La liste d’interdiction de vol de la TSA est FUITE : 1,5 million d’entrées trouvées sur un serveur non sécurisé

Une copie de la liste d’interdiction de vol de la Transportation Security Administration (TSA), qui contient 1,5 million d’entrées, a été divulguée en ligne après qu’un pirate suédois l’a découverte sur un serveur non protégé.

Comme le rapporte The Daily Dot pour la première fois, la liste comprend les noms de membres potentiels de l’IRA, dont beaucoup sont d’origine moyen-orientale et le marchand d’armes russe récemment libéré Viktor Bout – entre autres.

Le pirate, qui passe par crimew, a partagé sur son blog que la liste “est en effet une copie de la liste d’interdiction de vol de 2019”, qui comprend également les noms, adresses, numéros de passeport et numéros de licence de pilote des employés.

Un porte-parole de la TSA a déclaré à DailyMail.com que l’organisation est “au courant d’un incident potentiel de cybersécurité” et recueille des questions sur la fuite pour y répondre à un moment donné.
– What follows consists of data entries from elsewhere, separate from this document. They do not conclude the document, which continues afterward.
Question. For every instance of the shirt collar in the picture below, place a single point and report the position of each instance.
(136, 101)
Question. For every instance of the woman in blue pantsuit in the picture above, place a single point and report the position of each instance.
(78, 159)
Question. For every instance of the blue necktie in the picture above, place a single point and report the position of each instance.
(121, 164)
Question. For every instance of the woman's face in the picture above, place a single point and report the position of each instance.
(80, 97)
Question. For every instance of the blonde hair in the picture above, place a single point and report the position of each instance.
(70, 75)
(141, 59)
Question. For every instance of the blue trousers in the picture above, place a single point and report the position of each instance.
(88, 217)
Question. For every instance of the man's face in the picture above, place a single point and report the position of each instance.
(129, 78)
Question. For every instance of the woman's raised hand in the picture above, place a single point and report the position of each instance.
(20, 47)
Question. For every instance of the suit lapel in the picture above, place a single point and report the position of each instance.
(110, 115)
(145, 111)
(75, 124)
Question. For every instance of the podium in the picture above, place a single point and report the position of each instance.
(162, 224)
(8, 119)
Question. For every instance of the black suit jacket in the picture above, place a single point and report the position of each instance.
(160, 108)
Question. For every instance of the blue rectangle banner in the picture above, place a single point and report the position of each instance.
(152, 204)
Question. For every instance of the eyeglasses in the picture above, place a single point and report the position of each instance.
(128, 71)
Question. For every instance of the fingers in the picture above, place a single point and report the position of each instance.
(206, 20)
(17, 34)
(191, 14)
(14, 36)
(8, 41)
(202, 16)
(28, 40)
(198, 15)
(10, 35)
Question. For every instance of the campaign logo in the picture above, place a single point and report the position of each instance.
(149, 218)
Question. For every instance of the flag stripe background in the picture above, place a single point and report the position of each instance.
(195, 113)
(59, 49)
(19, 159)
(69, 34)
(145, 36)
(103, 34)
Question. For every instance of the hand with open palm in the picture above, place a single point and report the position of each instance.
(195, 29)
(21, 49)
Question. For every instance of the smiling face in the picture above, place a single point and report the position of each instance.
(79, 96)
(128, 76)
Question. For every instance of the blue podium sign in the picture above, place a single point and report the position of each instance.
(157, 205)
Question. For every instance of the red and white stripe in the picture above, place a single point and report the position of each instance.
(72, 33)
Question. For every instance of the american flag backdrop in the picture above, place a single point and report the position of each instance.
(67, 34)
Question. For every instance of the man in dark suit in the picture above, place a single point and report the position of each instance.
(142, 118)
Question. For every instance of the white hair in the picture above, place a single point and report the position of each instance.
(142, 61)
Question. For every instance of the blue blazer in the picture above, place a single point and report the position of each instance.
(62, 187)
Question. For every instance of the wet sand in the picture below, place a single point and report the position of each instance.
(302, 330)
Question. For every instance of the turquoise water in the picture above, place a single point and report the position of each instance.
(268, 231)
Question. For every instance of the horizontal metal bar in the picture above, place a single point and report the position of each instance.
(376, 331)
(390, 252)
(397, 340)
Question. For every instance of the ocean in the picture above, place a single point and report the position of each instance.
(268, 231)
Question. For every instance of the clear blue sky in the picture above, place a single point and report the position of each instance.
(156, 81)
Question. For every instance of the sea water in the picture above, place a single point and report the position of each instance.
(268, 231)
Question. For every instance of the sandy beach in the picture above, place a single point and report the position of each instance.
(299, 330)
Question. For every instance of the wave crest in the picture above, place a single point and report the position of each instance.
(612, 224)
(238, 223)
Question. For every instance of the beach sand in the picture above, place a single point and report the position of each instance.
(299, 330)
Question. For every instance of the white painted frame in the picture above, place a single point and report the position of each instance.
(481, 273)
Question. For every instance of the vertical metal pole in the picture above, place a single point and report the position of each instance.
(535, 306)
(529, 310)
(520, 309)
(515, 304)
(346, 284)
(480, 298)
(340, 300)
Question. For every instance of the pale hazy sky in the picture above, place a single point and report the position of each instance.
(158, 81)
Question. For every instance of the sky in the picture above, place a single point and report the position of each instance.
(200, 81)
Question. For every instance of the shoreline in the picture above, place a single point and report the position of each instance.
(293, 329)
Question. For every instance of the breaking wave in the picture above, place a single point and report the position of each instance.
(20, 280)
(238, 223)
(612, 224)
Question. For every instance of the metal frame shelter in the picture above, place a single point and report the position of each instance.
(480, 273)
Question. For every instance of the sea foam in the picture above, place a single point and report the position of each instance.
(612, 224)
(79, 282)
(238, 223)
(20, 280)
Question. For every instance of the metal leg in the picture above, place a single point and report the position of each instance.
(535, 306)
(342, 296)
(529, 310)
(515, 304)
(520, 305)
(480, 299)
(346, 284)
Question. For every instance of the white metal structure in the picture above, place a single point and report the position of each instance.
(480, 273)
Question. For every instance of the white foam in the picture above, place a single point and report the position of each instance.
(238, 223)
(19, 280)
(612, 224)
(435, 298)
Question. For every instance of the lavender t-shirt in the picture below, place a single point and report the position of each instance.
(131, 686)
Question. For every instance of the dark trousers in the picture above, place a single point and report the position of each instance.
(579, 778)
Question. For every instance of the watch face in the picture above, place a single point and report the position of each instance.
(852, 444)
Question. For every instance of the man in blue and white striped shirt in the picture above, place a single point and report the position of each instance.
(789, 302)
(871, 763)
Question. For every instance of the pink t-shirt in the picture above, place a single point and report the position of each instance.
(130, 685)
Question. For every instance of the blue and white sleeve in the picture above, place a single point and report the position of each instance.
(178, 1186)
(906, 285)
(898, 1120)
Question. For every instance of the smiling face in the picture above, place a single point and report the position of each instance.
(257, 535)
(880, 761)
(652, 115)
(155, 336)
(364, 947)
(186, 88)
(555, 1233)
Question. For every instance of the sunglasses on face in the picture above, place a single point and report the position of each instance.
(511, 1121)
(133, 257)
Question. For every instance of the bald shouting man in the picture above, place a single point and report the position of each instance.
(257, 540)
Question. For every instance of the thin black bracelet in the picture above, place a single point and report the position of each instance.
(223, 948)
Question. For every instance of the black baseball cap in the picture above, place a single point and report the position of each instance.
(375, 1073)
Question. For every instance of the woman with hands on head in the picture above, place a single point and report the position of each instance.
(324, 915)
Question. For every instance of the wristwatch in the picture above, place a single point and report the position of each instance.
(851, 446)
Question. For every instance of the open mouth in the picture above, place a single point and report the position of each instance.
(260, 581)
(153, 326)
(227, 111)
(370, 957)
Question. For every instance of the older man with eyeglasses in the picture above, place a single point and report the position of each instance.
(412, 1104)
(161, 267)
La liste d’interdiction de vol comprend les noms de terroristes connus ou présumés qui sont interdits de vol vers ou aux États-Unis.

Le programme de dépistage est né des attentats terroristes du 11 septembre 2001 et les compagnies aériennes ont comparé leurs dossiers de passagers avec les données fédérales pour empêcher les personnes dangereuses de voler.

Cependant, la liste s’est depuis rétrécie au fil des ans.

Le serveur est géré par CommuteAir, c’est pourquoi près de 1 000 employés figuraient dans la mine de données.

Erik Kane, responsable des communications d’entreprise pour CommuteAir, a déclaré qu’il y avait une “mauvaise configuration, qui a provoqué l’exposition du serveur”.

“Le chercheur a accédé à des fichiers, y compris une version obsolète de 2019 de la liste fédérale d’interdiction de vol qui comprenait le prénom, le nom et la date de naissance”, a déclaré Kane dans un communiqué.

“De plus, grâce aux informations trouvées sur le serveur, le chercheur a découvert l’accès à une base de données contenant des informations personnelles identifiables des employés de CommuteAir.”

“De plus, grâce aux informations trouvées sur le serveur, le chercheur a découvert l’accès à une base de données contenant des informations personnelles identifiables des employés de CommuteAir.”

crimew a partagé un blog sur leur découverte, qu’ils ont faite en faisant défiler shodan qui permet aux gens de voir à travers des serveurs connectés à Internet.

Et le pirate note que c’est par ennui qu’ils ont découvert la liste d’interdiction de vol de la TSA.

“Les informations d’identification codées en dur me permettraient d’accéder à navblue apis pour faire le plein, annuler et mettre à jour des vols, échanger des membres d’équipage, etc.”, indique le message.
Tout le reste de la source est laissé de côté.